Kars Selim

Kars Selim

Selim, Kars il merkezine 32 km uzaklıktadır. Selim, Sarıkamış arası uzaklık: 25 km.

TARİHİ

İlçenin ilk kuruluşuna ait kanıtlar yoktur. Ancak ilçe ilk olarak Malakanlar tarafından “Nova Selim” adıyla kurulduğu söylenir. Uzun yıllar çeşitli devletlerin hakimiyeti altında kalan bölge, 1877-1878 Osmanlı-Rus savaşı sonrasında Ruslar tarafından işgal edilmiş, Ermeni mezalimi yaşanmış ve ardından Büyük Önder Mustafa Kemal Atatürk’ün başlattığı Kurtuluş Savaşı sonrasında, 30 Eylül 1920 tarihinde düşman işgalinden kurtarılmıştır.

İlçeye ilk giren birliğin komutanı Şehit Yüzbaşı Reşit Balkanlı’dır. 1957 yılına kadar nahiye olan Selim, Sarıkamış ilçesine bağlıdır. 1957 yılında ilçe statüsü kazanmıştır.

Kars Selim

 

GENEL

İlçe merkezi, Sarıkaşım-Kars karayolu üzerinde yaklaşık 5 kilometrelik bir şerit halinde yerleşmiş, 3 mahalleden oluşur. İlçe Doğu Anadolu bölgesinin en yüksek yaylaları üzerinde bulunmaktadır. Erzurum’un kuzeyinden Çıldır gölüne kadar uzanan Allahüekber dağları ve Kızılgedik dağlarının güneyinde kalmaktadır. Batıda Sarıkamış ormanları ile çevrilmiştir. Doğu’da Kars ovası bulunur. Deniz seviyesinden ortalama yükseklik 1830 metredir. Bölge çayır ve meralarla kaplıdır.
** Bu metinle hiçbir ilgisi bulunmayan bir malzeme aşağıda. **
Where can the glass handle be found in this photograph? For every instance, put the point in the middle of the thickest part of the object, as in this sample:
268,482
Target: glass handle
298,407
Kars çayı, bölgedeki birçok dere ile güçlenir ve Kars’a doğru akar. Yörede sert kara iklimi hakimdir. Sibirya’dan gelen yüksek basınç, sürekli bölgede etkilidir. Kış yaklaşık 7-8 ay sürer. Kar yağışı Kasım-Nisan ayları arasında hiç durmaz. İlçenin en büyük özelliklerinden birisi de ilçe dışına göç vermesidir.

Kars Selim

 

CİRİT

Atlı cirit oyunu, genellikle bahar aylarında sayıları değişebilen 10-15 kişilik iki takım arasında oynanır. Her atlının elinde, normal bir mızrak kalınlığında ve yaklaşık 1.5 metre uzunluğunda, meşe dalından bir sopa bulunur ve takımlar 100 metre kadar aralıklarla karşılıklı dizilirler. İçlerinden birinin, rakip safa doğru yaklaşarak ciridini seçtiği bir atlıya fırlatır, kaçar oyun başlar. Karşılıklı hücumlarla gelişen bir kovalamaca şeklinde devam eder.
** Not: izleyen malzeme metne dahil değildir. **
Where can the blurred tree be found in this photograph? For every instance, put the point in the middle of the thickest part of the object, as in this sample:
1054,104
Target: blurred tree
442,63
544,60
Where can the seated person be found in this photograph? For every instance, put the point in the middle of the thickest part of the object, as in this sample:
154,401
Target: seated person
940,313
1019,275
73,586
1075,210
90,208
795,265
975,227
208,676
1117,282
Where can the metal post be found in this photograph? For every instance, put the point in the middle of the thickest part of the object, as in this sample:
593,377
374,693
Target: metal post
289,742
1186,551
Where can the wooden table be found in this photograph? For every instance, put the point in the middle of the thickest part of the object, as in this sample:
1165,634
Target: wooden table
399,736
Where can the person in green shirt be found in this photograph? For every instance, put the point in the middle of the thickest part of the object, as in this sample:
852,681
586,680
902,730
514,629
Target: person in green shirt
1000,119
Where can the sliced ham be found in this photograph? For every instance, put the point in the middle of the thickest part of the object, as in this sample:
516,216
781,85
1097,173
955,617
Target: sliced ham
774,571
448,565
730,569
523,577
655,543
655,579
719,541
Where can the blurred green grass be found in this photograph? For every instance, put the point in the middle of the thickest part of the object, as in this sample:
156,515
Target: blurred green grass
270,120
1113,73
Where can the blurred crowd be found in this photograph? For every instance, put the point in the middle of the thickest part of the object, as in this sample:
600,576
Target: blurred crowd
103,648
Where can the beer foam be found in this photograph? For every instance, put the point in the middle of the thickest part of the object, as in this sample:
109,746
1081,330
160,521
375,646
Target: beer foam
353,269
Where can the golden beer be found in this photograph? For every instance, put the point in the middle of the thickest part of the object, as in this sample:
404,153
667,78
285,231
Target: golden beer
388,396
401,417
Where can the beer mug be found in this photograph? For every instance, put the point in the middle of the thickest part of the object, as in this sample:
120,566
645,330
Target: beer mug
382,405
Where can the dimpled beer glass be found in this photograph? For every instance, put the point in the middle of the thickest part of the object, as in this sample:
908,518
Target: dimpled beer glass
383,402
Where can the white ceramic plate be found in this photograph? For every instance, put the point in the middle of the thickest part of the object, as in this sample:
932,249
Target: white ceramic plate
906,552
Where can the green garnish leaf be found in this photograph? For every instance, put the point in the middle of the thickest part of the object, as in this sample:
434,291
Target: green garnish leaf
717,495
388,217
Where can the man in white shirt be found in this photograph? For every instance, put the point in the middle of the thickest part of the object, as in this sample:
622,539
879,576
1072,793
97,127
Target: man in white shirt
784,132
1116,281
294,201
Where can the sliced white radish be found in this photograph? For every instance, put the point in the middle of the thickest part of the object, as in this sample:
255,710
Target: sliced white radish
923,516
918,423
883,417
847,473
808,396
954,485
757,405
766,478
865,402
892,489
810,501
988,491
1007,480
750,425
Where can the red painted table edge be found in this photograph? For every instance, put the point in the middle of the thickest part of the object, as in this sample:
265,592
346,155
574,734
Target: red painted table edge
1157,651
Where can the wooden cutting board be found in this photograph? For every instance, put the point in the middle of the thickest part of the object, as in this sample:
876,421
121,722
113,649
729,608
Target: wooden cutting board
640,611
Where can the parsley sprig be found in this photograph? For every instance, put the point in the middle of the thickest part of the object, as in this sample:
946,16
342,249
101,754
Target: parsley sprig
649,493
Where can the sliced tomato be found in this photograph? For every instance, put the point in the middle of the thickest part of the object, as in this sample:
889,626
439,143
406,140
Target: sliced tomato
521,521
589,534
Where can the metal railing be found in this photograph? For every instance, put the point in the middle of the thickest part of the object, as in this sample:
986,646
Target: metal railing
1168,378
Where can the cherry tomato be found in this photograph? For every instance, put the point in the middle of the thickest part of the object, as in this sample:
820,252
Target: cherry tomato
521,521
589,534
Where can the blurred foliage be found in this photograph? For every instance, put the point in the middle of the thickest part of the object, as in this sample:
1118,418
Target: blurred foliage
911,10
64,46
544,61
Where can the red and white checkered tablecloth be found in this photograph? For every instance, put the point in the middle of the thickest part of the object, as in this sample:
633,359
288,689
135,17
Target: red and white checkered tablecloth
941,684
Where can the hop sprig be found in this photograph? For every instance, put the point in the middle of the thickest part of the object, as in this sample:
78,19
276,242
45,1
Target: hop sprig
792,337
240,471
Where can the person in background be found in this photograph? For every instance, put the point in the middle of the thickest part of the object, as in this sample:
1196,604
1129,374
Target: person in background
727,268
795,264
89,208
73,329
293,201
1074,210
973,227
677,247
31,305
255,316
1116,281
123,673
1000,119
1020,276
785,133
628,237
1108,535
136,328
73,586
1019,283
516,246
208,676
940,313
Süresi iki devre halinde 1.5 saat kadardır. Attığı ciritle, rakip oyuncuyu vuran başarılı kabul edilir ve sayı alır. Atı vuran ise başarısız sayılır ve puan kaybeder. En yüksek puanı, kendisine atılan ciridi, havada yakalayan oyuncu kazanır. Rakibine çok yaklaşıp ciridini atmadan atar gibi yaparak ona “aman tanıyan” oyuncu da yine yüksek puan alır.

Atların birden hızlanma ve hız kesmeleri, ani manevra yapmaları, oyuncuların vücutlarına değmemesi için eğer boşaltmaları, atlarından inmeden eğilerek yerden cirit almaları ve özellikle kendilerine atılan ciridi havada yakalamaları, oyunun en hareketli ve en heyecanlı figürleridir. Geleneklere göre, cirit isabet etmesiyle bir oyuncunun ağır yara alması veya ölmesi, oyunu durdurmaz ve şikayetçi olmayı gerektirmez.  

Evet, Kars Selim ilçesine yolunuz düşer olur da bir cirit müsabakası izleme imkanınız olursa, müsabakayı izlemeden önce, yukarıda yazdığım kurallarla ilgili kısa notlar, inanıyorum ki, müsabakayı izlemenizde yardımcı olacaktır.

Kars Selim

GEZİLECEK YERLER

Kars Selim

SELİM TREN İSTASYONU

İlçe merkezinden 3.5 km uzaklıktadır. Kars garına 35 km, Sarıkamış istasyonuna 25 km uzaklıktadır.

Kars Selim

Denizden yüksekliği 1857 metredir. İstasyon binası Ruslar tarafından yapılmıştır. Ender olarak ayakta kalan yapılardan biridir. Rus demiryolları yapılarının bir uzantısı olarak görülür. İki katlı binada, bir zamanlar personel lojmanı olarak kullanılan 5 daire, idare binası, şef odası ve yolcu bekleme salonu, dışarıda bulunan bir diğer bina malzeme binası olarak kullanılmaktadır.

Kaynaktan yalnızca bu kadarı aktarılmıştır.